Jason Witten Contemplates Retirement for Monday Night Football TV Job

Tight end Jason Witten, the consummate professional, has seemingly left his football team in a lurch.

There’s no other way to say it.

Witten met with owner Jerry Jones on Friday morning to talk about retiring after 15 seasons with the Cowboys, so he can take a job as the lead analyst on Monday Night Football.

Wow.

It’s a great opportunity, the kind of job you can’t really pass up if offered.

“I've talked to Jason Witten several times this week, met with him a few hours ago and we've had great discussions,” Jerry said in a prepared statement. “He has some things to think about and discuss with his family and he'll need a few more days of consideration. No final decision made on retirement.”

Really?

There’s no way the Cowboys are going into the last two days of the draft with eight selections and no idea whether Witten is staying or leaving. That would be beyond dumb.

Witten, a third-round pick in 2003, has had a Hall of Fame career.

He has 1,152 career receptions, trailing only Jerry Rice, Tony Gonzalez and Larry Fitzgerald. He's the Cowboys all-time leader in receiving yards (12,448) and ranks 3rd in franchise history with 68 touchdown catches.

Few folks aside from, maybe Witten and Jerry, woke up Friday morning in Dallas-Fort Worth thinking this was going to happen.

Now, we’re left to piece together how one of the franchise’s greatest players left the franchise looking clueless and his teammates in a bind.

We have to piece it together because the Cowboys have vowed not to discuss it. Jerry said he declined to answer any more questions out of respect for Witten making the decision.

Whatever.

The truth is Witten did, as he should’ve done, what was best for his family.

Less than two weeks ago, he said he wanted to play until he was 40, when the report initially surfaced that he auditioned for Monday Night Football. Two days ago, he said he was looking forward to competing for a championship because that’s what motivated him every day.

Maybe he believed all of that when he said it; maybe he didn’t.

But the 35-year-old veteran, who’s clearly at the end of his career, has two playoff wins in his entire career. It’s OK to be selfish and take the opportunity.

But don’t let anybody tell you this didn’t take some of the organization’s most important people by surprise because it did. Perhaps, the timing threw them off. Maybe Witten broached the topic with Jerry and he kept it a secret.

Who knows?

But a lot of folks usually in the know were as acting just as shocked and surprised as you.

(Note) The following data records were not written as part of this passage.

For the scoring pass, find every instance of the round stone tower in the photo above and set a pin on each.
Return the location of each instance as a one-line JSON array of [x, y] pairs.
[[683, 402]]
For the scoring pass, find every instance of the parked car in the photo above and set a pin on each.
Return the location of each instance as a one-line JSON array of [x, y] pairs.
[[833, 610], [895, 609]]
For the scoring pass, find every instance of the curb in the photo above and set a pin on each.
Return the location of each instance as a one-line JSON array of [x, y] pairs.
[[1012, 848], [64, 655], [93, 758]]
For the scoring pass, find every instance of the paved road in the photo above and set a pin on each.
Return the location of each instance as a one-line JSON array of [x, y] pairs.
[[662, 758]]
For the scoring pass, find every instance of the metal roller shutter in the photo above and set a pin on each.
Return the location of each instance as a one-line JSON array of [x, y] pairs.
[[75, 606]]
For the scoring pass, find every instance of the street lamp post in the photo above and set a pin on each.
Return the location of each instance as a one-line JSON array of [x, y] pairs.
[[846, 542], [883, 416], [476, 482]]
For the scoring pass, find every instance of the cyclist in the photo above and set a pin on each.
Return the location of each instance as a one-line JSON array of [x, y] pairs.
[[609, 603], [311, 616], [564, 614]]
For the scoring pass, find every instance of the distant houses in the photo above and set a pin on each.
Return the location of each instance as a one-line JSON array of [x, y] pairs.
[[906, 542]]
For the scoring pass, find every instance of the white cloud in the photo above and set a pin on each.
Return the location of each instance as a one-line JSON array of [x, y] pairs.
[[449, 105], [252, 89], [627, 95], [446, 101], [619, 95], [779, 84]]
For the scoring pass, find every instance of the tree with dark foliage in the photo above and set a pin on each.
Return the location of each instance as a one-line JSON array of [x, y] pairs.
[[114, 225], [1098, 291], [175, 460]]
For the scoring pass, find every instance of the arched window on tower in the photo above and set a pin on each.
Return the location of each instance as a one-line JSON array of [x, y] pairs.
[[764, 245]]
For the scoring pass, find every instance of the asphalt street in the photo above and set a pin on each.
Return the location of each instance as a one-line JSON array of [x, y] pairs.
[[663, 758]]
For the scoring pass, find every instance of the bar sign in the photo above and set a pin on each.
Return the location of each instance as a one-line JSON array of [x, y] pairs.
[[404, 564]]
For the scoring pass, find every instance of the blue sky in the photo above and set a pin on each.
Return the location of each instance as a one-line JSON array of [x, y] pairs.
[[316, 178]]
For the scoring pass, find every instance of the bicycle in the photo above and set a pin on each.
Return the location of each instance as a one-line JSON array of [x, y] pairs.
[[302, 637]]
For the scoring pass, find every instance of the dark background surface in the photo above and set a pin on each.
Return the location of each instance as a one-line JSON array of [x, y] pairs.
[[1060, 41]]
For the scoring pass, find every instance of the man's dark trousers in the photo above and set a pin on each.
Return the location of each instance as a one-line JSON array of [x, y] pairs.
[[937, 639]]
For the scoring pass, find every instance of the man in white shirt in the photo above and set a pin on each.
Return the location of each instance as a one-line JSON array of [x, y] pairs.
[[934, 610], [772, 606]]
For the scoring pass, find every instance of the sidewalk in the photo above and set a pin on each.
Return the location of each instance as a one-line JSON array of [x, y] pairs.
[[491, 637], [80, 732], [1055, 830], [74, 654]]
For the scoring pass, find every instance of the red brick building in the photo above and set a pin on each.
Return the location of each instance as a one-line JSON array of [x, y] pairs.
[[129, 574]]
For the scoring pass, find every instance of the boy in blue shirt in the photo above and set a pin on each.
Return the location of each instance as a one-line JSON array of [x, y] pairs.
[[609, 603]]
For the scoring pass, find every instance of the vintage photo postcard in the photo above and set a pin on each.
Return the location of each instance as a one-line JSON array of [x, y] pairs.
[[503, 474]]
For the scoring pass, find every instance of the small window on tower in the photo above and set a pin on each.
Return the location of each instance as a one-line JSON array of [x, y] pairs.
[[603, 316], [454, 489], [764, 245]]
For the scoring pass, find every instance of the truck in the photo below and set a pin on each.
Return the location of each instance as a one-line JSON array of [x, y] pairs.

If the Cowboys knew Witten was contemplating retirement, it seems odd they did bring in any of the draft’s top tight ends for a visit. They recently restructured Witten’s contract to create salary-cap space, which is not something you do to players contemplating retirement.

And they had been building their draft around adding a receiver and trading for Seattle safety Earl Thomas. It’s a lot harder to do that, if they need to add a tight end.

But this is business. It’s always business; it’s never personal.

It was business when Cowboys cut Emmitt Smith, Terrell Owens and DeMarcus Ware.

It was business when the Cowboys asked former cornerback Brandon Carr take a pay cut, and it was business when the Cowboys cut Dez Bryant a month into free agency.

And It’s business - not personal - that Witten seems poised to loss the Cowboys and the other three tight ends on the roster have combined for just 12 catches.